Estrelas supermassivas como uma possível explicação
A equipa de investigação desenvolveu um modelo de estrelas supermassivas primordiais – a primeira geração de estrelas (População III), atingindo potencialmente milhares de vezes a massa do Sol. Prevê-se que estas estrelas, formadas a partir de hidrogénio e hélio, entrarão em colapso em buracos negros supermassivos após a morte.
Suas simulações combinaram os níveis de brilho observados e as características espectrais de dois pontos vermelhos específicos (MoM-BH*-1 e The Cliff), incluindo uma queda distinta em “forma de V” em seus espectros. Esta queda, inicialmente atribuída à absorção de poeira, parece agora ter origem na própria atmosfera da estrela. Se tais estrelas existissem, produziriam naturalmente as características observadas.
Um fenômeno de curta duração
Estas estrelas hipotéticas brilhariam intensamente durante apenas cerca de 10.000 anos (para as mais massivas) ou até um milhão de anos (para estrelas com 10.000–100.000 massas solares), tornando a detecção difícil. A curta vida útil levanta questões sobre por que centenas desses objetos já foram descobertos.
A equipa sugere que nem todos os pontos vermelhos podem ser explicados por este modelo, o que significa que alguns ainda podem ser buracos negros. Um teste importante será a detecção de emissões de raios X, o que confirmaria a atividade do buraco negro. A variabilidade no brilho também favoreceria a hipótese do buraco negro, já que as estrelas emitem luz de forma mais constante.
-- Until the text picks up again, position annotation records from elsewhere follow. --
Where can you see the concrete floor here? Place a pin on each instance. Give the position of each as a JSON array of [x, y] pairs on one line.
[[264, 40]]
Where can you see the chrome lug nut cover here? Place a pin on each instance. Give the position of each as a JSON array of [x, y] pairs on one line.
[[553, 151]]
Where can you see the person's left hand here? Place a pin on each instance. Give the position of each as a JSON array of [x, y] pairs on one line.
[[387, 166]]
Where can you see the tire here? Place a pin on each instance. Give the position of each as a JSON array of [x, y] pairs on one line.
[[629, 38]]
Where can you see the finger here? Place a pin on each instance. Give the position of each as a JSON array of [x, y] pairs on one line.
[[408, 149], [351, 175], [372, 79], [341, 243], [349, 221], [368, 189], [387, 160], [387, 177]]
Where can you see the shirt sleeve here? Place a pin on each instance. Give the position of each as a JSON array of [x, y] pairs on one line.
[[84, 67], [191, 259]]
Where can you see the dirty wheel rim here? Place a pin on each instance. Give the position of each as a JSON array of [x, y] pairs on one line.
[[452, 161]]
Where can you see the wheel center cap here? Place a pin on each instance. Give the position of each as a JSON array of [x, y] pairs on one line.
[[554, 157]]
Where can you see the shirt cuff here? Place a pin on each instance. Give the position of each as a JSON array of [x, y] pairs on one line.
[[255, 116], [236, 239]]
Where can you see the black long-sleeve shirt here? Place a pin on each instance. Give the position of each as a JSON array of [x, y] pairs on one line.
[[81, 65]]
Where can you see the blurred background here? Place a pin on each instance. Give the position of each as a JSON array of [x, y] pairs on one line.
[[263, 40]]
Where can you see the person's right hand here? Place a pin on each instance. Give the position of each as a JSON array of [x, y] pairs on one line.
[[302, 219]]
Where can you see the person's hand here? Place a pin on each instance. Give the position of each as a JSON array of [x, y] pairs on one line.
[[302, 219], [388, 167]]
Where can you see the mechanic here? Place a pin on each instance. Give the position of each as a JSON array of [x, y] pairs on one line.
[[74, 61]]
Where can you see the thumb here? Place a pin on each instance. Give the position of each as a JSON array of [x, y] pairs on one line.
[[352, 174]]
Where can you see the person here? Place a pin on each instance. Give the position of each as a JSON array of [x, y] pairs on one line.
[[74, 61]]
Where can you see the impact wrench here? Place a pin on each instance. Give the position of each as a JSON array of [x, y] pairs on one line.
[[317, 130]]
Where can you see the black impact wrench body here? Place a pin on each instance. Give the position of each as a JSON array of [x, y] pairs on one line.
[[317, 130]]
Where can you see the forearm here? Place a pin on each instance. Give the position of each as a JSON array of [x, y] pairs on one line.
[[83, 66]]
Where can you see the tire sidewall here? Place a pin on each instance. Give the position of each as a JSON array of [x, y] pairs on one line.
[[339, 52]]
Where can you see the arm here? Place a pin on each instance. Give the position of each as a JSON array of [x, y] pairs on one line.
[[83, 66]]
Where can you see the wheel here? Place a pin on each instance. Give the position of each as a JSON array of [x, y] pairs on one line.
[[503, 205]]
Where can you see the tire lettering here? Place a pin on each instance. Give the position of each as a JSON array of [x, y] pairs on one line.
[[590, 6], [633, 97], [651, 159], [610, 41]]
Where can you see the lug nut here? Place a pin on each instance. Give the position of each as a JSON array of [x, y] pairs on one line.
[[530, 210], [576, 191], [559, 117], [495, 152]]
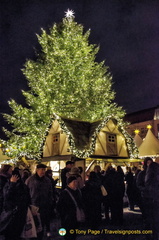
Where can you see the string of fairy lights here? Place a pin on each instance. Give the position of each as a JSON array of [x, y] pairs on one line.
[[67, 81]]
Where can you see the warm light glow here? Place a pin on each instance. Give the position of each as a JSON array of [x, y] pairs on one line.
[[136, 131], [65, 81]]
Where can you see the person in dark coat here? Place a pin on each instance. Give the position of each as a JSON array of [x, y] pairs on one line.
[[49, 174], [145, 207], [129, 178], [67, 208], [5, 174], [64, 172], [16, 198], [93, 198], [116, 193], [41, 195], [152, 186]]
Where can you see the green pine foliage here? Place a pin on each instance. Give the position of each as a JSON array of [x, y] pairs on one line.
[[64, 80]]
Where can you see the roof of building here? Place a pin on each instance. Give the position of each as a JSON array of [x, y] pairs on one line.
[[140, 116]]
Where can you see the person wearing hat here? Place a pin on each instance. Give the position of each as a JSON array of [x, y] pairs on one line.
[[75, 171], [64, 172], [41, 195], [70, 199], [5, 174]]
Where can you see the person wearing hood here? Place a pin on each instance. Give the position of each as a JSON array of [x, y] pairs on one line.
[[93, 198], [41, 193], [5, 174], [69, 202], [145, 193], [16, 200]]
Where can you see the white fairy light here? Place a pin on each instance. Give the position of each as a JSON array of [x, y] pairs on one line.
[[69, 13]]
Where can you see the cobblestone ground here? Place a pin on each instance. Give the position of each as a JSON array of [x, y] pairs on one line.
[[132, 229]]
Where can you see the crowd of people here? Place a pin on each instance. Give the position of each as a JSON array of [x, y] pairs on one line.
[[80, 202]]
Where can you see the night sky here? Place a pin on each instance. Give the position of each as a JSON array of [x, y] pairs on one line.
[[126, 30]]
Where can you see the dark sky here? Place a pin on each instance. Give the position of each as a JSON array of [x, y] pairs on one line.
[[127, 32]]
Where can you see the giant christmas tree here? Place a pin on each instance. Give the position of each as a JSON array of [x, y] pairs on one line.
[[64, 81]]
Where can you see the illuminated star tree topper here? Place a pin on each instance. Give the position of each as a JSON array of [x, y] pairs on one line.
[[66, 80]]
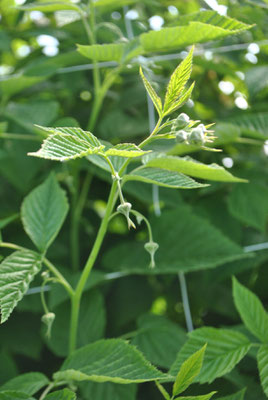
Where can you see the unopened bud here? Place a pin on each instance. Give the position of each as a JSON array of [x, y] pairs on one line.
[[48, 320], [124, 209], [151, 247], [197, 136], [181, 136], [182, 121]]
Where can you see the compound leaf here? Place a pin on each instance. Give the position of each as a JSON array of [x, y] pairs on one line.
[[251, 311], [225, 348], [163, 177], [152, 93], [188, 371], [16, 273], [111, 360], [189, 166], [177, 82], [43, 212]]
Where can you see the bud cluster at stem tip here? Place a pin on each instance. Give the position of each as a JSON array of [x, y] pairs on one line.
[[187, 133]]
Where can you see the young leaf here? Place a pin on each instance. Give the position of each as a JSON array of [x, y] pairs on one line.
[[16, 273], [225, 348], [111, 360], [150, 90], [185, 96], [163, 177], [236, 396], [64, 394], [189, 166], [67, 143], [177, 82], [262, 358], [43, 212], [251, 311], [103, 52], [197, 28], [188, 371], [128, 150], [29, 383], [163, 391], [202, 397]]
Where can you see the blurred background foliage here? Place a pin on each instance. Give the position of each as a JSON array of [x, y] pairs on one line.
[[205, 233]]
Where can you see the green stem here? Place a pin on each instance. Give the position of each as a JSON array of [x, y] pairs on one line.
[[76, 298]]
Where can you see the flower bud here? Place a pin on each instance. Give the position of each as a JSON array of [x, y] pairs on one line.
[[197, 137], [48, 320], [151, 247], [182, 121], [181, 136], [124, 209]]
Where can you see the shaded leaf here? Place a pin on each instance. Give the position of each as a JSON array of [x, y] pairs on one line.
[[16, 273], [110, 360], [185, 244], [189, 166], [188, 371], [251, 311], [103, 52], [262, 358], [29, 383], [43, 212], [153, 95], [162, 177], [159, 339], [177, 82], [225, 348]]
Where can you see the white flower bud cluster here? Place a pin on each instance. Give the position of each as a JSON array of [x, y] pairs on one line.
[[184, 133]]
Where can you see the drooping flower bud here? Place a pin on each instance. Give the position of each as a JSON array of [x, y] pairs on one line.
[[48, 320], [182, 120], [124, 209], [151, 247], [181, 136], [197, 136]]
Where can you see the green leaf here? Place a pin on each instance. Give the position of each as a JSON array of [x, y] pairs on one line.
[[14, 395], [64, 394], [177, 82], [225, 348], [188, 371], [150, 90], [202, 397], [249, 204], [108, 390], [189, 166], [110, 360], [198, 28], [162, 177], [67, 143], [29, 383], [50, 6], [185, 96], [103, 52], [16, 273], [236, 396], [128, 150], [251, 311], [200, 246], [158, 339], [262, 358], [43, 212], [163, 391]]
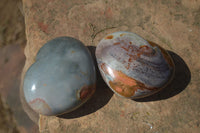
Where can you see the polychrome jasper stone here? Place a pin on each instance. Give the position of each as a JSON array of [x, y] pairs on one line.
[[62, 78], [131, 66]]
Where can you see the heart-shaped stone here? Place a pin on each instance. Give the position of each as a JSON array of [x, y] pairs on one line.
[[62, 78]]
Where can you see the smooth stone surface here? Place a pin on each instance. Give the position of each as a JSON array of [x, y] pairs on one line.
[[131, 66], [62, 78]]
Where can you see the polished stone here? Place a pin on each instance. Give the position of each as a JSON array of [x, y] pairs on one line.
[[62, 78], [131, 66]]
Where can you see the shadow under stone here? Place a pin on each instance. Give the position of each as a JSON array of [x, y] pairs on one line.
[[179, 82], [100, 98]]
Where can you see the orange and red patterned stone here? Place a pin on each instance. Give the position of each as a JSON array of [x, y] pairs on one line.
[[131, 66]]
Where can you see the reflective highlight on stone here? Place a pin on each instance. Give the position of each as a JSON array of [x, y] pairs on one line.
[[131, 66], [62, 78]]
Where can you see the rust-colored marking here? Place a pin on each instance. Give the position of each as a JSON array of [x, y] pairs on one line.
[[85, 92], [117, 43], [109, 37], [124, 85]]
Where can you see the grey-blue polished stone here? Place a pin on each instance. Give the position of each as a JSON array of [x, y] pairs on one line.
[[61, 79]]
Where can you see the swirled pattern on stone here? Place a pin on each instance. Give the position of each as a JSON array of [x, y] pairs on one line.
[[62, 78], [131, 66]]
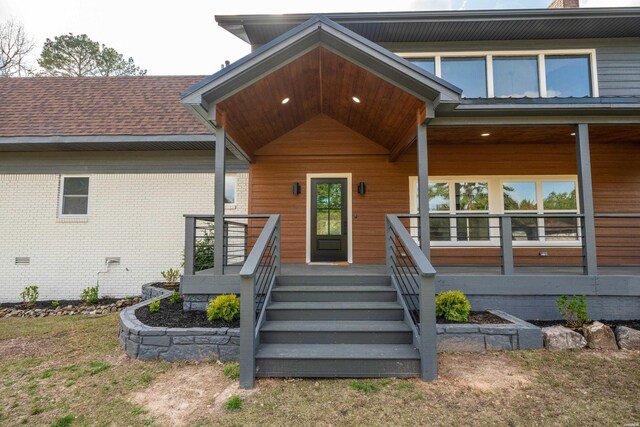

Os próximos passos na confirmação
A prova decisiva reside em medições espectroscópicas detalhadas do gás que rodeia estes pontos. A presença de nitrogênio apoiaria a teoria das estrelas supermassivas, enquanto fortes linhas de néon indicariam um buraco negro. Observações de rádio de instalações como o Square Kilometer Array também poderiam detectar emissões de buracos negros que, de outra forma, poderiam ser obscurecidos pela poeira.
Se esses objetos forem buracos negros, as ondas de rádio escaparão e serão detectadas. Se forem estrelas, deveríamos ver uma emissão consistente e constante.
Em última análise, ainda não se sabe se estes “pequenos pontos vermelhos” representam os momentos finais das estrelas moribundas ou os locais de nascimento dos buracos negros. Outras observações serão críticas para resolver este mistério cósmico.